A Third Path: Corporatism in Brazil and Portugal
By Melissa Teixeira
Princeton University Press, 384 pages, $39.95
Thirty years ago, not long after the fall of the Berlin Wall and the liberalization of everything, Slavoj Žižek observed that “it seems easier to imagine the ‘end of the world’ than a far more modest change in the mode of production.” In more recent years, however, imagining the end of liberal capitalism has grown easier. The Great Recession, the stagnation of globalization, growing inequality, the Brexit and Trump elections, the West’s undeclared war against Russia, and the return of nationalism have put changes in the relations of production back on the agenda.

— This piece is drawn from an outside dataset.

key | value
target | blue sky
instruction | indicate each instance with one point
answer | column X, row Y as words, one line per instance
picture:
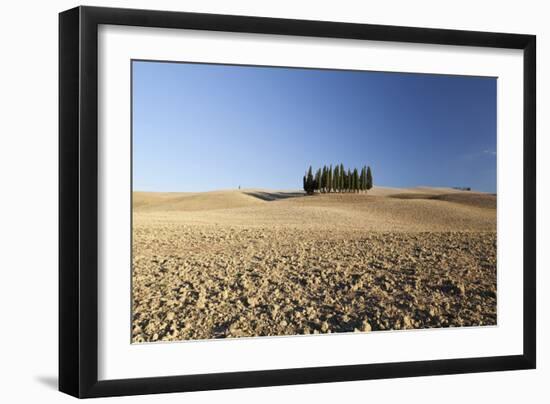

Historian Melissa Teixeira’s new book, A Third Path: Corporatism in Brazil & Portugal, is a worthy contribution to this imagining of a social order beyond liberal capitalism. From the early 1930s down to 1945 in Brazil and 1974 in Portugal, the state in these two countries abolished laissez-faire and replaced it with a corporatist system of interest representation that built a technocratically managed mixed economy with the stated goals of development, order, and justice. Their costs and benefits were stark. During the Estado Novo, Portugal’s economy grew to 60 percent of British GDP, up from 20 percent, and enjoyed massive increases in literacy. Its population also faced dictatorship, bureaucracy, and grinding colonial wars. Under its own shorter-lived iteration of corporatist state, Brazil underwent rapid industrialization, while also suffering authoritarian rule and political repression.